Abstract

Background Although B-type natriuretic peptide (BNP) levels have been proposed as a means of assessing disease severity in patients with heart failure, it is not known if BNP levels are correlated with health status (symptom burden, functional limitation, and quality of life). Methods and Results We studied 342 outpatients with systolic heart failure from 14 centers at baseline and 6 ± 2 weeks with BNP levels and the Kansas City Cardiomyopathy Questionnaire (KCCQ), a heart-failure-specific health status instrument. We assessed the correlation between KCCQ scores and BNP at baseline and changes in KCCQ according to changes in BNP levels between baseline and follow-up. Mean baseline BNP levels were 379 ± 387 pg/mL and mean KCCQ summary scores were 62 ± 23 points.
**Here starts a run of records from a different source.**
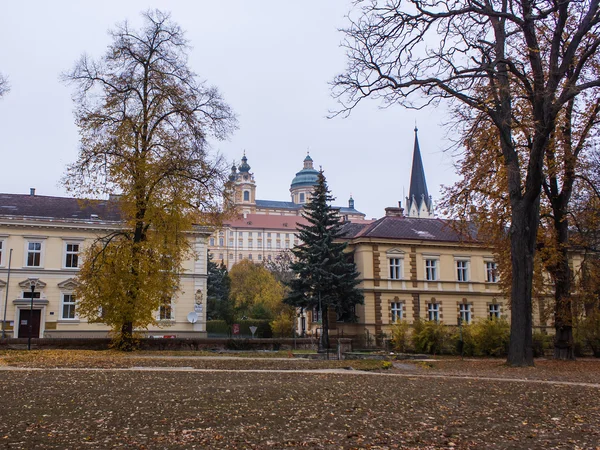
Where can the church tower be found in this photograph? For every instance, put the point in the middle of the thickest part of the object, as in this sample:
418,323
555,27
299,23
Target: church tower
418,202
244,187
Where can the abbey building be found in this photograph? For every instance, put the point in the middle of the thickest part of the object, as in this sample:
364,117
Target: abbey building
263,228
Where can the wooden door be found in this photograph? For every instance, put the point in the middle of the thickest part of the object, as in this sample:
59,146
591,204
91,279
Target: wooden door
24,316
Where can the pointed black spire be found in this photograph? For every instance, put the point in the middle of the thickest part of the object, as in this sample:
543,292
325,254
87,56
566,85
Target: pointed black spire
418,185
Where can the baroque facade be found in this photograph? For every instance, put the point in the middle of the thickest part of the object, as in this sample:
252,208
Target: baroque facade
42,238
263,228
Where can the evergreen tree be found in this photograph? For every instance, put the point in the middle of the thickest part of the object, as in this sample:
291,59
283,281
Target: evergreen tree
219,305
325,275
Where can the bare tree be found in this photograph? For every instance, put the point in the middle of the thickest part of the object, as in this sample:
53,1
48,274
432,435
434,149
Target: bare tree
144,121
482,55
4,87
Although baseline BNP and KCCQ were both associated with New York Heart Association classification ( P < .001 for both), BNP and KCCQ were not correlated ( r 2 = 0.008, P = .15). There was no significant relationship between changes in BNP and KCCQ regardless of the threshold used to define a clinically meaningful BNP change. For example, using >50% BNP change threshold, KCCQ improved by 3.7 ± 14.2 in patients with decreasing BNP, improved by 1.7 ± 13.6 in patients with no BNP change, and improved by 1.0 ± 13.4 in patients with increasing BNP ( P = .6). Conclusion BNP and health status are not correlated in outpatients with heart failure in the short term. This suggests that these measures may assess different aspects of heart failure severity, and that physiologic measures do not reflect patients' perceptions of the impact of heart failure on their health status.